W. Bliss, uno dei padri del socialismo americano, parlava con ammirazione del sistema delle gilde dell’Europa medievale, e ammetteva che “si trattava di un sistema paternalistico, spesso socialista all’estremo. Era crudele, ma di una crudeltà giusta”. E. Seligman, uno dei fondatori dell’American Economic Association, nota con approvazione che le corporazioni “rappresentarono un periodo di supremazia del lavoro sul capitale, dove il padrone lavorava fianco a fianco con i lavoratori”. Thomas Davidson, un fondatore del fabianesimo britannico che solo molto tardi nella sua vita riconobbe la superiorità dell’individualismo e della proprietà privata, scrisse: “Il feudalismo era una forma di socialismo; questo viene spesso dimenticato”. Non c’è da meravigliarsi se Walter Lippmann scrisse che il collettivismo è “reazionario nell’esatto senso della parola”.

Noi siamo abituati a pensare il dissenso solo in termini ideologici e religiosi.

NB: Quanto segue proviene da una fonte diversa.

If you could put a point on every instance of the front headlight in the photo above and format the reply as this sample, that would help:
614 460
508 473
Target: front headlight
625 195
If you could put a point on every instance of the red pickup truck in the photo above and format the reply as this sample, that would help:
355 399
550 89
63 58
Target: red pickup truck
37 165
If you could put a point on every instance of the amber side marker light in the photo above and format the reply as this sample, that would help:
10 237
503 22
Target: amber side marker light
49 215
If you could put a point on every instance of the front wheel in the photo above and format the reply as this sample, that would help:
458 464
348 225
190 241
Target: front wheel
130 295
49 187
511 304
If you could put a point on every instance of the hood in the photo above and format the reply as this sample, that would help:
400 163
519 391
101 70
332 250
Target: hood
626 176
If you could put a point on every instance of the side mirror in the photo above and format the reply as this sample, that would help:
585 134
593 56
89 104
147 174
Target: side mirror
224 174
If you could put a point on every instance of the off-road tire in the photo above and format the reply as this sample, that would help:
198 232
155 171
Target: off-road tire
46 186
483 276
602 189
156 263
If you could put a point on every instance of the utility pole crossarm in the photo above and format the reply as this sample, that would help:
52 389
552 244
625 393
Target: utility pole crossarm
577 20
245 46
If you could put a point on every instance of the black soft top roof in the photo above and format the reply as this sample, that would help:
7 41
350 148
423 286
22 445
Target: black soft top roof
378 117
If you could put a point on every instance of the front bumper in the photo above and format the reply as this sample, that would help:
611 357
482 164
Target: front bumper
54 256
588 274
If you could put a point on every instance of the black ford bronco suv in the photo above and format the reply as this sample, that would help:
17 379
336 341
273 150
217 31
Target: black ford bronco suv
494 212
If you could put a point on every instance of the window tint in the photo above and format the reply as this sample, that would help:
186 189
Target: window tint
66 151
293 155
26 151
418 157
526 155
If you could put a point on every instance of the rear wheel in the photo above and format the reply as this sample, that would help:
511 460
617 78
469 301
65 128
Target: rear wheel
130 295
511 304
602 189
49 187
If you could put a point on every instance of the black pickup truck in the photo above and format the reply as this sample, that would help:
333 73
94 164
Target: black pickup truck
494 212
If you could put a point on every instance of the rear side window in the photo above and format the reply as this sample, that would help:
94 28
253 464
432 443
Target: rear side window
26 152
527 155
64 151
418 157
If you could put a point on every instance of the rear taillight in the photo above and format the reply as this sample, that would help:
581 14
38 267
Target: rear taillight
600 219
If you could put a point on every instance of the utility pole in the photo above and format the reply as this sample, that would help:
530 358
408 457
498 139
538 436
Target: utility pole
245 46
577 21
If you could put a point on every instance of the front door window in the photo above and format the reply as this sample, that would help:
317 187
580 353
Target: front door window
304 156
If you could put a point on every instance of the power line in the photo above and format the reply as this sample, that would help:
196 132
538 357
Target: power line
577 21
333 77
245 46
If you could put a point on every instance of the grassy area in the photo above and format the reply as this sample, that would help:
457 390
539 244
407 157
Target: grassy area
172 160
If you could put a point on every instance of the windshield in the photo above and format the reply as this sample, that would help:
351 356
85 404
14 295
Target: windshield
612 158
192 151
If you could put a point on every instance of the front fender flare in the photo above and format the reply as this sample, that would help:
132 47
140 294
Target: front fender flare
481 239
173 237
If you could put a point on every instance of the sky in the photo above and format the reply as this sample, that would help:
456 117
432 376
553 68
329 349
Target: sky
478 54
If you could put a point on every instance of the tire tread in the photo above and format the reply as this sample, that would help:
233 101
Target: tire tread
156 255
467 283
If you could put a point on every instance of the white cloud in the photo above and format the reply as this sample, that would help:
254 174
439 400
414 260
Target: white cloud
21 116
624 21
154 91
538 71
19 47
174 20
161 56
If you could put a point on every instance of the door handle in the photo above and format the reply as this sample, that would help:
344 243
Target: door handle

Esso però copre una vasta gamma di attività umane. Il dissenso in Europa sfidò gli ordinamenti politici tradizionali e le dottrine teologiche. Ma portò anche a dubbi di natura scientifica e tecnologica. Con la riforma e la fine del monopolio cattolico sulla teologia, la mente umana fu libera di meditare su ogni aspetto dell’esperienza umana. Gli innovatori arrivarono a conclusioni nuove e spesso radicali. Il risultato fu un nuovo pensiero tecnologico che esplose nella rivoluzione industriale. “L’espansione economica dell’Europa medievale venne promossa da una successione di innovazioni organizzative e adattamenti”, scrive Landes, “la maggior parte dei quali ebbe origine dal basso e si diffuse con l’esempio”. Egli ha chiamato questo fenomeno “l’invenzione delle invenzioni”.

L’effetto dimostrativo ebbe luogo in specifiche località con specifiche politiche. L’Olanda ne è un esempio. K. W. Swart scrive che “la Repubblica olandese fu l’unica a permettere un grado di libertà senza precedenti nei campi della religione, del commercio, e della politica…Agli occhi dei contemporanei fu questa combinazione di libertà e predominanza dell’economia che costituì il vero miracolo della Repubblica olandese”. Secondo Raico, l’Olanda “emerse da sola come sistema decentralizzato di governo, senza un re o una corte – un commonwealth senza testa che combinava sicuri diritti di proprietà, rule of law, tolleranza religiosa, e libertà intellettuale, con un grado di prosperità da costituire uno dei primi miracoli economici moderni”.

Il capitalismo non apparve in Russia, benché a differenza della Cina condividesse valori culturali e religiosi simili a quelli dell’Europa occidentale. “Quando la Russia pagana fece il suo ingresso nella società della civilizzazione cristiana”, scrive Barbara Ward in Faith and Freedon, “il compito dei missionari venne svolto dai monaci e dai preti dell’ortodossia orientale. Anche le tradizioni assolutistiche di governo vennero così trasmesse alla nuova società. Lo stato russo nacque dalla fusione di due tradizioni tiranniche di governo: l’assolutismo ortodosso e il dispotismo tartaro.” La Ward nota che “il collasso totale dell’autorità di Roma” fu la ragione per cui l’Europa occidentale evolse verso il liberalismo, ma non l’Europa orientale. “A Bisanzio…la burocrazia rimase intatta…Ma in occidente i barbari distrussero il vecchio ordine.”

“La grande fortuna dell’Europa fu la caduta di Roma e la debolezza e divisione che si creò”, scrive Landes. Così, ironicamente, i barbari che invasero l’Europa occidentale furono inconsapevolmente responsabili dello sviluppo del capitalismo.